Something held my hand back.  Some whisper of inspiration, some angel of knowing, took my hand instead to an old rag and turpentine.  I used the soaked towel and tried to take off all the paint, start over with a clean slate.  I wiped and wiped, each time removing more and more of the lifelessness until no more would come off.  What remained was a patina of deep golden yellows, like a mellow maple floor, walked on for generations.  The dead lines were gone, but there were traces, like old scars of old wounds, faint but ever present, that became the roots and branches of new life.

That painting taught me about trauma in a new way.  To be human is to suffer the vicissitudes of betrayal, loss and grief.  Not everyone suffers horrific trauma, assaults to the self that are unbearable, but many do. But no one is served by trying to gloss over the pain and suffering and lull us into the belief that all things can be overcome, that the trauma will disappear, that all will be well.

We want to deny that some things will never be completely healed and made whole.  We want to say that everything that happens has a reason and a purpose under heaven. Even if terrible things happened, there is meaning to be made.  But that is not the case, and we see it in the woman pushing a grocery cart with all her belongings down the street.  We see it in a child who winces at loud noises in an airport bathroom, as well as in the returning soldier who stands in line at the drugstore, mere days after having been in battle and is startled by a sudden noise.. 

That we can make a life out of suffering too cruel to name is a miracle.  As Dr. Conforti says, resilience is a secular miracle.  We can learn to live with the damage but we can never deny that the damage happened. We can accept that for the rest of our lives we will have to be careful, to resist those places which hurt us, to build walls when necessary, and to say, no, I can’t go there.  I know this because I have been participating in the Trauma and Healing Certification Program offered at the Assisi Institute. 

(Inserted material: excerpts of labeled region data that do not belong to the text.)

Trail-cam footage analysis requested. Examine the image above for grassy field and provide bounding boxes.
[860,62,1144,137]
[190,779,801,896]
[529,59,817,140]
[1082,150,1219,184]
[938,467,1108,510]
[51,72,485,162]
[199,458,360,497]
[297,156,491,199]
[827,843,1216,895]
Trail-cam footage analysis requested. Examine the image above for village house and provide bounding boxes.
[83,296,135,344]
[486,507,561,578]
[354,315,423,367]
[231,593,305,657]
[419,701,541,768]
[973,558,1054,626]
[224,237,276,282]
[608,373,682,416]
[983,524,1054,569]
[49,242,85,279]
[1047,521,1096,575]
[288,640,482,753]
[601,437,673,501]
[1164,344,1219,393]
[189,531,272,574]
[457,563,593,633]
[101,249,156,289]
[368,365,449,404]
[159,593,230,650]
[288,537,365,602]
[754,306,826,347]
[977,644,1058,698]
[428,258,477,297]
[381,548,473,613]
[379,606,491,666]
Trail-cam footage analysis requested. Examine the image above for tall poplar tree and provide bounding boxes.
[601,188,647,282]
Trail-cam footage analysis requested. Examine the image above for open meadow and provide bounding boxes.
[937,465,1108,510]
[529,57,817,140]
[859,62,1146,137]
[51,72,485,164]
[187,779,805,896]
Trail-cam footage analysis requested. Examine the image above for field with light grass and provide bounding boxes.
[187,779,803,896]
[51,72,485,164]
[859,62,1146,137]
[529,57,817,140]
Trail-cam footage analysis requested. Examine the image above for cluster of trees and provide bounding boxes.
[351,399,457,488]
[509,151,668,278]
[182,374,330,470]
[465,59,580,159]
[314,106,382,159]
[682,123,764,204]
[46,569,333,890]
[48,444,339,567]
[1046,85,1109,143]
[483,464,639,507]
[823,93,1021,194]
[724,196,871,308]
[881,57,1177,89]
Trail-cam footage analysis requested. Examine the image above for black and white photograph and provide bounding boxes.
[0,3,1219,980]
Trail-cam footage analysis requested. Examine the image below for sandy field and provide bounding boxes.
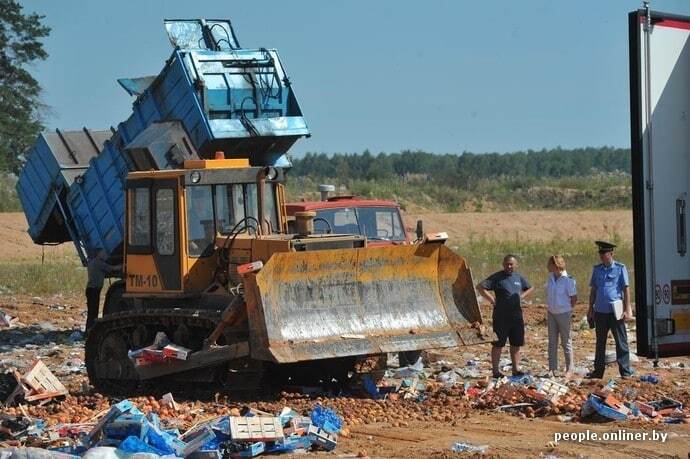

What we are learning from leading scholars and clinicians who specialize in trauma and healing is that the power of the trauma, whatever its description, leaves a sheen on the soul that affects the way we experience the world.  The contours of the trauma can be seen by the way the person moves, behaves, believes, by the way so many of us find ourselves taken over, yet again, by the re-enactment of the trauma.  Father sold you out, you sell yourself out.  Mother kept you close, you never live your life. 

So how do we manage not to fall into despair, the repetition of alienation, violence or the theft of a good life?  There is no technique, no panacea, but a real moral response to sit with and be present to someone’s suffering without trying to make it better.  When we witness the horror without flinching, when we abide with the unspeakable and don’t try to turn into it into a positive ‘learning’ experience, we let the other know that we won’t run away.  That it is possible to be human, that there are those who will not betray, abuse or abandon.  The healing that is possible takes place in the alchemical container of soul witnessing soul. Like the painting, we carry the many layers of our life without denial, without pretense and make the best life we can.